I have posted the instructions before. The people actually in the business of building receivers will use a commercial heat treating oven or kiln to maintain the correct temperatures for heat treating with the receivers most likely in a jig to prevent them from warping during the process. Just because OOW uses the home builders process doesn't mean that is the correct way to do it for a commercial receiver.
It isn't the way the Russians, Bulgarian, Romanians, etc. did it, they fully heat treat their receivers for a reason.
Nodakspud and Armory were able to fully heat treat their receivers, not spot treat. They have a certain number that would warp and those were discarded.
If you want a substandard rifle with a possibly soft receiver that may fail earlier than a fully heat treated one then buy it. I would rather have a fully heat treated one when they are available for the same price range.
Heat treating a flatSurplus rifles AK-47 heat treating guide, (pictures look familiar)
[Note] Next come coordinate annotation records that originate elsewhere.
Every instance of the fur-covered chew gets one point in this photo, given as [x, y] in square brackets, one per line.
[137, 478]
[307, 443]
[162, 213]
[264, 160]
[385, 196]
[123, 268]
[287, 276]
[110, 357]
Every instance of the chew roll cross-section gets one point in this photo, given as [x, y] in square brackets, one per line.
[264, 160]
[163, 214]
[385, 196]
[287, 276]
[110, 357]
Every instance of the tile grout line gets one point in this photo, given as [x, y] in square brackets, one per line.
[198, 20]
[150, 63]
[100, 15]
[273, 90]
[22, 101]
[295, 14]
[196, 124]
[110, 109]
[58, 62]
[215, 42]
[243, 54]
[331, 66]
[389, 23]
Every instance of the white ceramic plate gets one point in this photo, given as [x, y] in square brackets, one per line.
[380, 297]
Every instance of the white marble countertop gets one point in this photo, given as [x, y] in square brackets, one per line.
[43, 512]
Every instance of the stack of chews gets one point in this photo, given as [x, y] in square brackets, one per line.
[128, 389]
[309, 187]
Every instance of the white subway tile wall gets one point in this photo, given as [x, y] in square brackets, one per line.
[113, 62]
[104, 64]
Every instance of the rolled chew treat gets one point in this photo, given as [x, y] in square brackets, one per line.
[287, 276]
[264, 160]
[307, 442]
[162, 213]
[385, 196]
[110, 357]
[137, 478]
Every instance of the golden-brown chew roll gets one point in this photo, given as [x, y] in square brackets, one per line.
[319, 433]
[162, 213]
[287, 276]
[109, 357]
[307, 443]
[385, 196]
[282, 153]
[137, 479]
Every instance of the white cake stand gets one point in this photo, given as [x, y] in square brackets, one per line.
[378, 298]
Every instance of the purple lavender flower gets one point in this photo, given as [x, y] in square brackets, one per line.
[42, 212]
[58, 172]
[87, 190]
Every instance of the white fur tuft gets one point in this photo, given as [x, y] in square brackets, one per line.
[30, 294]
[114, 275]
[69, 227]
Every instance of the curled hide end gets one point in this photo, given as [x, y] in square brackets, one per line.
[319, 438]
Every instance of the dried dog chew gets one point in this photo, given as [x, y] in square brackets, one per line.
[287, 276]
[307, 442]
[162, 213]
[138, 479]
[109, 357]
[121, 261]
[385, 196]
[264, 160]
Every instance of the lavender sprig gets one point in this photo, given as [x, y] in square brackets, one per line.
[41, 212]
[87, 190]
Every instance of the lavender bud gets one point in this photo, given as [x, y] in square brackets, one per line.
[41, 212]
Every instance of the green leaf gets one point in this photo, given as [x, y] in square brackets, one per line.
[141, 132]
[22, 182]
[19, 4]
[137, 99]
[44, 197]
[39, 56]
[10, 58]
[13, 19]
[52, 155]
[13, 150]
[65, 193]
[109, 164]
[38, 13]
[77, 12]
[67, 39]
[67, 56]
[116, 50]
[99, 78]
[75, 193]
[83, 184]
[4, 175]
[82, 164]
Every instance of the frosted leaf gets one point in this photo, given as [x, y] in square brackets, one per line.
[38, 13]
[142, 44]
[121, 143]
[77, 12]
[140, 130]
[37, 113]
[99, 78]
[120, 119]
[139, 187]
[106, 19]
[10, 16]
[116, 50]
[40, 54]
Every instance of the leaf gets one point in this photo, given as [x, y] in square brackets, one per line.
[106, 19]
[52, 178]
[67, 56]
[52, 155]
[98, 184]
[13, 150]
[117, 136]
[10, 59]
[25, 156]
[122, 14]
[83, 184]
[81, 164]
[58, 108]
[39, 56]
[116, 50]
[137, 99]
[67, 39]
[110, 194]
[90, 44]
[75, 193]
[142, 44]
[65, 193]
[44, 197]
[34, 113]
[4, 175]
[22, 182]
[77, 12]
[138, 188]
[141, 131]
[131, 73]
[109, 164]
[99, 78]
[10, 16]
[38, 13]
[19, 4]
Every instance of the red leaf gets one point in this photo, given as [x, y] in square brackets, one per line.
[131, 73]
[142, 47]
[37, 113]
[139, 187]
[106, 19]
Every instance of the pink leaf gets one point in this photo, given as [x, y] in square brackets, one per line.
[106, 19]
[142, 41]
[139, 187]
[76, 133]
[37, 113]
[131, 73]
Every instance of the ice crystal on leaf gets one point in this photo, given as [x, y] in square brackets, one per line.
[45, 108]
Typically steel is heat treated in a multi-step process. First it is heated to create a solid solution of iron and carbon in a process called austenizing. Austenizing is followed by quenching to produce a martensitic microstructure. The steel is then tempered by heating between the ranges of 150°C-260°C (300°F-500°F) and 370°C-650°C (700°F-1200°F).
Tempering in the range of 260°C-370°C (500°F-700°F) is sometimes avoided to reduce temper brittling. The steel is held at that temperature until the carbon trapped in the martensite diffuses to produce a chemical composition with the potential to create either bainite or pearlite (a crystal structure formed from a mixture of ferrite and cementite).